Tornando alla politica fatta dal basso?
Un piccolo gruppo di questo call center ha firmato un esposto all’ufficio provinciale del lavoro e, a seguito di una ispezione, sono passati da forme contrattuali di assunzione dai vari acronimi (cococo, cocopro) a forme di tempo indeterminato. Questo fuori dai Sindacati, dai Partiti. Guarda che non è il lavoro che è precario, è la condizione del lavoratore, dell’individuo che è precaria.
Fatto ciò tutto è risolto?
Bisogna ristabilire un circolo virtuoso della legalità. Se in Italia è contro la legge far lavorare un bambino di otto anni dovrebbe essere anche permettere di acquistare un paio di scarpe fatto da un bambino di otto anni in Cina.

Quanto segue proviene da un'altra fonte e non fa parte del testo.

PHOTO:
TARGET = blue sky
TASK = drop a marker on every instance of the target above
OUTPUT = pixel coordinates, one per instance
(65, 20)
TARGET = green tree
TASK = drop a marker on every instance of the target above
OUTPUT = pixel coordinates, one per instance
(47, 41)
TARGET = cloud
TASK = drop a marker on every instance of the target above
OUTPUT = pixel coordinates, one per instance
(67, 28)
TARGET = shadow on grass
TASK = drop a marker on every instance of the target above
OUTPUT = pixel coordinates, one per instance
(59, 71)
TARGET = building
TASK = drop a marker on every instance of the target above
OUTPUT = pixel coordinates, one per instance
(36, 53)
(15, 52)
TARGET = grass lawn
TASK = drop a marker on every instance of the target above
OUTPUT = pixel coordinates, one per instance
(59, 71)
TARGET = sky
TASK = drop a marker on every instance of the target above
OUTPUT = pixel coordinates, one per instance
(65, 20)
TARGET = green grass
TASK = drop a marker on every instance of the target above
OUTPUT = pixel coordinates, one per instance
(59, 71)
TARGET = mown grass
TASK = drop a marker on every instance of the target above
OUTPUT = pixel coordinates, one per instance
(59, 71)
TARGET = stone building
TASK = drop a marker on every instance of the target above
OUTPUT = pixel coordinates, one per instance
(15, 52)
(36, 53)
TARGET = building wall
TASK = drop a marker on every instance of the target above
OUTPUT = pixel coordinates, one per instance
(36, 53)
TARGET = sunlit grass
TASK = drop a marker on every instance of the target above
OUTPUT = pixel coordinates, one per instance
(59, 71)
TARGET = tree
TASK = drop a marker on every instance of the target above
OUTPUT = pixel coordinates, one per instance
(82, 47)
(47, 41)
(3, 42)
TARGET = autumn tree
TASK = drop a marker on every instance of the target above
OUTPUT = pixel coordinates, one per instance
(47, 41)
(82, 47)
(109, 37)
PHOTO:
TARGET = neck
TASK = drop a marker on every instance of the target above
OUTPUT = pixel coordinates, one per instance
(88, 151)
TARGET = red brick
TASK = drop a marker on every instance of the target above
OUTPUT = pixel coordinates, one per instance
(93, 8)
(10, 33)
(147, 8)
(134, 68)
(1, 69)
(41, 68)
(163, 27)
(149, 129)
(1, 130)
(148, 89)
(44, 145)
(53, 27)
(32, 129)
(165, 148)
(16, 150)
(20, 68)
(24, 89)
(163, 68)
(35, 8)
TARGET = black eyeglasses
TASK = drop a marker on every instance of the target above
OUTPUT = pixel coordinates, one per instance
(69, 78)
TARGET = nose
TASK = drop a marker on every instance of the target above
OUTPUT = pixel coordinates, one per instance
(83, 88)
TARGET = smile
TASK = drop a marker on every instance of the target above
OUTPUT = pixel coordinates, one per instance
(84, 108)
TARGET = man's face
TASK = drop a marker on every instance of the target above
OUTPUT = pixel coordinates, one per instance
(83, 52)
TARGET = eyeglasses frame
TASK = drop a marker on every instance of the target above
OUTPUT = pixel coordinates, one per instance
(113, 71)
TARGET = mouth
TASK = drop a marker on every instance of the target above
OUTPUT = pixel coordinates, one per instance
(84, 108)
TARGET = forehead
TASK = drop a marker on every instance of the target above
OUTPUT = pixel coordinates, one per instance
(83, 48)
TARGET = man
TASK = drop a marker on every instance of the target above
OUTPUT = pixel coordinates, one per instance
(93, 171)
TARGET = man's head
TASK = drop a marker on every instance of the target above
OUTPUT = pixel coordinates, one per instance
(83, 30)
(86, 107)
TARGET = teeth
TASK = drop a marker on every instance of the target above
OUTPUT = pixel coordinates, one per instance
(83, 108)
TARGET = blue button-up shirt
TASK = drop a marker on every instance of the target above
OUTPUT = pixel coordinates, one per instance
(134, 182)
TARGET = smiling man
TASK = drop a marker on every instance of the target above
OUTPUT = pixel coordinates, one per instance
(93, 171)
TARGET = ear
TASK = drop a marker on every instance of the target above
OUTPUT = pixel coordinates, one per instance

Tornando alle elezioni? Non ti senti rappresentato?
E da chi? Chiaramente escludo i partiti di destra che non fanno parte della mia cultura ma anche quelli di sinistra, chi sono? Se vado sul sito dell’Ulivo, ora PD, scarico il programma che condivido e sottoscrivo ma poi? Come si fa dopo questi ultimi anni a credere ancora a questa politica?